Aquella mañana, el olor le llegaba con menos intensidad pero sorprendentemente distinto. Se salió del sendero dejando el carro con varias piezas alineadas sobre el cajón del que destacaba el voluminoso cuerpo de un enorme jabalí sobre los corzos, liebres y aves.
El Recogedor se abrió paso por la espesa vegetación entre la que el sol saliente entreveraba sus rayos de luz creando un efímero pero bello juego luminoso. Las sombras azuleaban el denso manto que cubría el bosque y, de repente, accedió al lugar del que provenía el olor dulzón que no sabía interpretar.
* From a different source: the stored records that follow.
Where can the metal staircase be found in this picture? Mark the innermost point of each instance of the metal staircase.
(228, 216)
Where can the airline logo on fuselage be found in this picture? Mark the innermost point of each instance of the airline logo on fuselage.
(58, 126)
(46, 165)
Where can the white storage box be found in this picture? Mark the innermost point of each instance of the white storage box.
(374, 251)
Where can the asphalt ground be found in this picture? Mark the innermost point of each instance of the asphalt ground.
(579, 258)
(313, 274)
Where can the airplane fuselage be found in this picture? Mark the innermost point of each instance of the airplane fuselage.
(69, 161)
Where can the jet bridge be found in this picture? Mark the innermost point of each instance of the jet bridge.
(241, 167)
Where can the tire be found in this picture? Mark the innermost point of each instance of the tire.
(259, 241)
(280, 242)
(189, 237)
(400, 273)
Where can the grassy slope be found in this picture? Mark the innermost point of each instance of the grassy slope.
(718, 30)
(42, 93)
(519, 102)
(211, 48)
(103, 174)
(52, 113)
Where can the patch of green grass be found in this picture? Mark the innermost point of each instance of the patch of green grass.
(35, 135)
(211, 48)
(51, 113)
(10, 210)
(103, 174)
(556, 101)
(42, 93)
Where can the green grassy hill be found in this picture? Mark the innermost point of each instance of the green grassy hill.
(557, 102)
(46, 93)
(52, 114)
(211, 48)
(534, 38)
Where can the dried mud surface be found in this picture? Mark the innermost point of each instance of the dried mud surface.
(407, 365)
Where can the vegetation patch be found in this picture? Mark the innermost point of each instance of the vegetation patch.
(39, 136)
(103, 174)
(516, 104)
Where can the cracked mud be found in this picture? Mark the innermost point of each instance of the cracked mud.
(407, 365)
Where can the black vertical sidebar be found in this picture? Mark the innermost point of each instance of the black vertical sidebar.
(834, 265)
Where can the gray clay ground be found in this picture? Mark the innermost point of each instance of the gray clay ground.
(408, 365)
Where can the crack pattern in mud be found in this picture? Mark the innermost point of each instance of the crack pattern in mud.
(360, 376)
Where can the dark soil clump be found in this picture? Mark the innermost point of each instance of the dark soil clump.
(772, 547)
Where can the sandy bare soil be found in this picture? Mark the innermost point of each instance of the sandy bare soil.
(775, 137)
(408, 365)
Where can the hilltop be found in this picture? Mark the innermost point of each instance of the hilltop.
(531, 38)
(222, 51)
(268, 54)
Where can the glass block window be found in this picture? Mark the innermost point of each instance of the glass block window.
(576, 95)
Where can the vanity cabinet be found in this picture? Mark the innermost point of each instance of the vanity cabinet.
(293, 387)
Levantó la mirada y su piel azul enrojeció de repente. Vió a dos seres cubiertos por unos ropajes extraños, colgados de las ramas de un roble con los cuellos tronchados y las manos amoratadas. Le levantó la barbilla al más grande y le impactaron sus ojos muy abiertos rodeados por unos negros círculos irregulares. Estaban resecos y enrojecidos, y transmitían un terror indescriptible. El otro, que parecía un niño, portaba además, colgando de su cuello, una tablilla en la que rayado con tiza se veían unos signos que hicieron que el Recogedor frunciera el ceño.
Se negaba a aceptar que el Grupo les había dado caza para el sustento de la aldea. Sus rostros eran tan parecidos a los de ellos... Respetuosamente los descolgó y cargó en el carro. Regresó a la aldea afectado por una congoja difícil de explicar.
Cuando al atardecer regresaron los cazadores, negaron haber sido ellos los causantes de tan crueles muertes. No obstante, los dos cadáveres pasaron a formar parte de las provisiones.
Al caer la noche, a la lumbre de la fogata, el Recogedor daba cuenta de los últimos trozos de carne de la cena. Había seleccionado unos pedazos de los novedosos seres. Repasó la tablilla del niño que se guardó como curiosidad, cuyos símbolos seguían intrigándole. Los repasó de nuevo: "APESTADOS". Y el sueño se apoderó de él.